On April 24, 2013, the Pennsylvania Supreme Court upheld a Commonwealth Court ruling that the fiscal process imposed on counties and private service providers since 2009 by the Office of Children, Youth and Families (OCYF) of the Pennsylvania Department of Welfare (DPW) was illegal. The power grab by OCYF created a bureaucratic nightmare that wreaked financial and programmatic havoc. Cumbersome procedures delayed annual county purchase-of-service contracts for as long as a year or more, depriving agencies of funds to pay their staff, curtailing urgently needed services for vulnerable young people and their families, and driving some long-standing non-profit programs out of business.
OCYF established its mandatory process by publishing a DPW bulletin—bypassing the Independent Regulatory Review Commission (IRRC) established by the state legislature in 1982 “to provide uniform oversight of the rulemaking process in Pennsylvania and to act as a consensus builder.” Consensus has been conspicuously absent between DPW and Pennsylvania’s private providers and counties, who were not consulted when DPW arbitrarily imposed its impractical regulations. Bulletins should be used to interpret regulations, not be regulations.
Under the guise of addressing federal concerns about the appropriate use of Title IV-E funding, DPW exceeded its legitimate need to respond to those concerns by incorporating county Act 148 fiscal rate reviews into the new process. The state agency thereby placed itself in the unprecedented role of dictating the rates counties could pay private providers. The poorly implemented process caused outrageous delays. In November of 2010, only 31 providers out of a total of 250 had their “maximum allowable expenditures” approved for fiscal year contracts that were supposed to begin on July 1, with several providers not getting their rates approved until the next fiscal year.
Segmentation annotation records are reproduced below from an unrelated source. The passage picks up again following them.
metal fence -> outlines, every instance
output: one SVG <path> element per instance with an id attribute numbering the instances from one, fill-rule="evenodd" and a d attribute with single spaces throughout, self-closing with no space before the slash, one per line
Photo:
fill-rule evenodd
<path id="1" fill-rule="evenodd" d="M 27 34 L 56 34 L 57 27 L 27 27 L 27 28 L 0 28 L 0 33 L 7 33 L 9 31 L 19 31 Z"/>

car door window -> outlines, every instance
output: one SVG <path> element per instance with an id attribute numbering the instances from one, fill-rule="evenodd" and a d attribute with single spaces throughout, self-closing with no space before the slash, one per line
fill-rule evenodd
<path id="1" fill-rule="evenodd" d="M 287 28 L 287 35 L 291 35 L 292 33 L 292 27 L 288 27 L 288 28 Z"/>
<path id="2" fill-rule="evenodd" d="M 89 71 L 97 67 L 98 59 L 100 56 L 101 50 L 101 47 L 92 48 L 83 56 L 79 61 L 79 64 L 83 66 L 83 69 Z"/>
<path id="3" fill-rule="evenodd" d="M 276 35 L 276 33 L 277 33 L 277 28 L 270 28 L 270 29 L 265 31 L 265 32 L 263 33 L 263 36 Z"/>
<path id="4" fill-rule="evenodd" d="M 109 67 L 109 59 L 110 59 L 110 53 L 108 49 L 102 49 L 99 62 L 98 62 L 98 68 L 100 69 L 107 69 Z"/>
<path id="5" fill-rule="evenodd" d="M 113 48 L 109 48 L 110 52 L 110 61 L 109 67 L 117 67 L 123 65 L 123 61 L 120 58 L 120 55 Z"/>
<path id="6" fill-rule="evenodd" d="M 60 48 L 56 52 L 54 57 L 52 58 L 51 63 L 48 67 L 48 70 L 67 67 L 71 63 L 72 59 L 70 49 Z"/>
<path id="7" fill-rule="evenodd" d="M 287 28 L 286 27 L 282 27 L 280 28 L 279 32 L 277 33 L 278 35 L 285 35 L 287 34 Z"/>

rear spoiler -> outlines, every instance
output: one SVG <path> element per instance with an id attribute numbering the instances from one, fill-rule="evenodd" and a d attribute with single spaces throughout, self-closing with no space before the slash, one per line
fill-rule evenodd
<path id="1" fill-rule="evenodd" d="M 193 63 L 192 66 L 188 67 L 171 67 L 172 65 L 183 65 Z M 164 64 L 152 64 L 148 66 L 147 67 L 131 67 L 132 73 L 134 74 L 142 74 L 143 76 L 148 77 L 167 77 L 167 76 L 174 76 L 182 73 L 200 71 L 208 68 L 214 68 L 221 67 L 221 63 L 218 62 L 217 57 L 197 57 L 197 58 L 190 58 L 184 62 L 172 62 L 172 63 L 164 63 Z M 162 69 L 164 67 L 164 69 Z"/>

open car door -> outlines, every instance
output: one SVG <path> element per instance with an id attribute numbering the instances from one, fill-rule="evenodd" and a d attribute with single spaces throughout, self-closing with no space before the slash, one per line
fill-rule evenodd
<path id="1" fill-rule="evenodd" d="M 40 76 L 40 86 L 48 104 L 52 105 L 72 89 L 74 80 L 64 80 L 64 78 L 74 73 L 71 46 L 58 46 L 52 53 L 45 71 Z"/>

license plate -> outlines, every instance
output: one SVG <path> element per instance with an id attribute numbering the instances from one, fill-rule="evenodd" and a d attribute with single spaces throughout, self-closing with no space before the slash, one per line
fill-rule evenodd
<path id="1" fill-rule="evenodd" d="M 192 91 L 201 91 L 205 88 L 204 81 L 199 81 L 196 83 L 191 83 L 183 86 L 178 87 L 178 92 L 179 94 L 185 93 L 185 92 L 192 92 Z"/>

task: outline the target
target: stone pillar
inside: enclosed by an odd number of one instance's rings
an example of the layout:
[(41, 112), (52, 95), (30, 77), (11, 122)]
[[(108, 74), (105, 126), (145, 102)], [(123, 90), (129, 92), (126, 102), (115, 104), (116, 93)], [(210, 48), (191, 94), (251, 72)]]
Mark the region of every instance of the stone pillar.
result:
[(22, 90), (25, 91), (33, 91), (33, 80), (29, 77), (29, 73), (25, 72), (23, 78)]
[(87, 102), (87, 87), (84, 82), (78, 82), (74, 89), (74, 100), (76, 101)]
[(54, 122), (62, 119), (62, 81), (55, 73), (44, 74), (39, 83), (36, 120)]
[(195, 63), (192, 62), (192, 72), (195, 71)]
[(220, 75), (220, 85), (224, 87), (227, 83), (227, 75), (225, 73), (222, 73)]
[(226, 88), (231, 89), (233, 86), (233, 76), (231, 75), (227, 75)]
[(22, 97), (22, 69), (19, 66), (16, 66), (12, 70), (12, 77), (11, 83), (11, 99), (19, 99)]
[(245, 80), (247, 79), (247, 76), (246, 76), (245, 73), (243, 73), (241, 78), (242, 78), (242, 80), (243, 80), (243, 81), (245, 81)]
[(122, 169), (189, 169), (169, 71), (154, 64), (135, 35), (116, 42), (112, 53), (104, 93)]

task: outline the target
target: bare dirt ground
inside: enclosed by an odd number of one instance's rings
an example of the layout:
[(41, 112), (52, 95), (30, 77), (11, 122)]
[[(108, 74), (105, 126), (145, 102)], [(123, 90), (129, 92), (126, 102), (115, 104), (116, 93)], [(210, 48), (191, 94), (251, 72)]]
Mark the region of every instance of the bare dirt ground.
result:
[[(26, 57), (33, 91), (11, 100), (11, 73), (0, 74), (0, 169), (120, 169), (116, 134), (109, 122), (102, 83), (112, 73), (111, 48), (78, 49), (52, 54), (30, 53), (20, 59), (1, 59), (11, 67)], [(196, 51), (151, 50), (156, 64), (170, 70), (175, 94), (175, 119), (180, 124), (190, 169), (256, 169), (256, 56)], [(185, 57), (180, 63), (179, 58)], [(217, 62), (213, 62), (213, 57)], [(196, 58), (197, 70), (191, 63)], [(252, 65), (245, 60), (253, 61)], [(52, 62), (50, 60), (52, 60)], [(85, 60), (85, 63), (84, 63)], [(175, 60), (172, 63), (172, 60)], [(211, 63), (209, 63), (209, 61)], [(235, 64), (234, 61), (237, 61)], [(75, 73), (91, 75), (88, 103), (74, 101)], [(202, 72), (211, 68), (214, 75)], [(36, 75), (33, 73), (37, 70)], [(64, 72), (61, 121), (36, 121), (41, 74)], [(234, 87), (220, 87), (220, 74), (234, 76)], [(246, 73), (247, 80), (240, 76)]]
Some private providers had to borrow large sums of money to continue to provide services to young people in their care while waiting for their rates to be approved by OCYF. At a time of limited resources and increased needs for services for young people and their families, counties and providers wasted time and energy in a bureaucratic maze that yielded nothing but frustration and cost some providers their existence.
The OCYF administration’s manipulative strategy fostered an atmosphere of hostility, disrupting a healthy system of private providers that for many years had offered county agencies a wide range of service choices. County agencies previously had been free to make their own decisions based on local needs. Competition ensured reasonable rates. If counties had concerns about a provider’s rates or services, they could simply choose another provider. OCYF undermined the existing fair market approach by imposing centralized state control and often set rates that did not even keep pace with inflation or cover the cost of delivering services. All of which is contrary to Pennsylvania law that says counties, not the state, must negotiate rates with providers.
Thanks to the Supreme Court’s decision, Pennsylvania now has the opportunity to restore a balanced system marked by engaging all of the stakeholders, as the IRRC regulatory process requires. Together they can create a streamlined procedure for monitoring the use of federal Title IV-E monies, based on proven models implemented by other states, while restoring the market-driven system of private providers that had effectively served the needs of Pennsylvania’s children and youth in the past. Helping children who are abused, neglected or delinquent is hard work, but the system only works when there is collaboration and respect between the state, counties, providers, schools and families.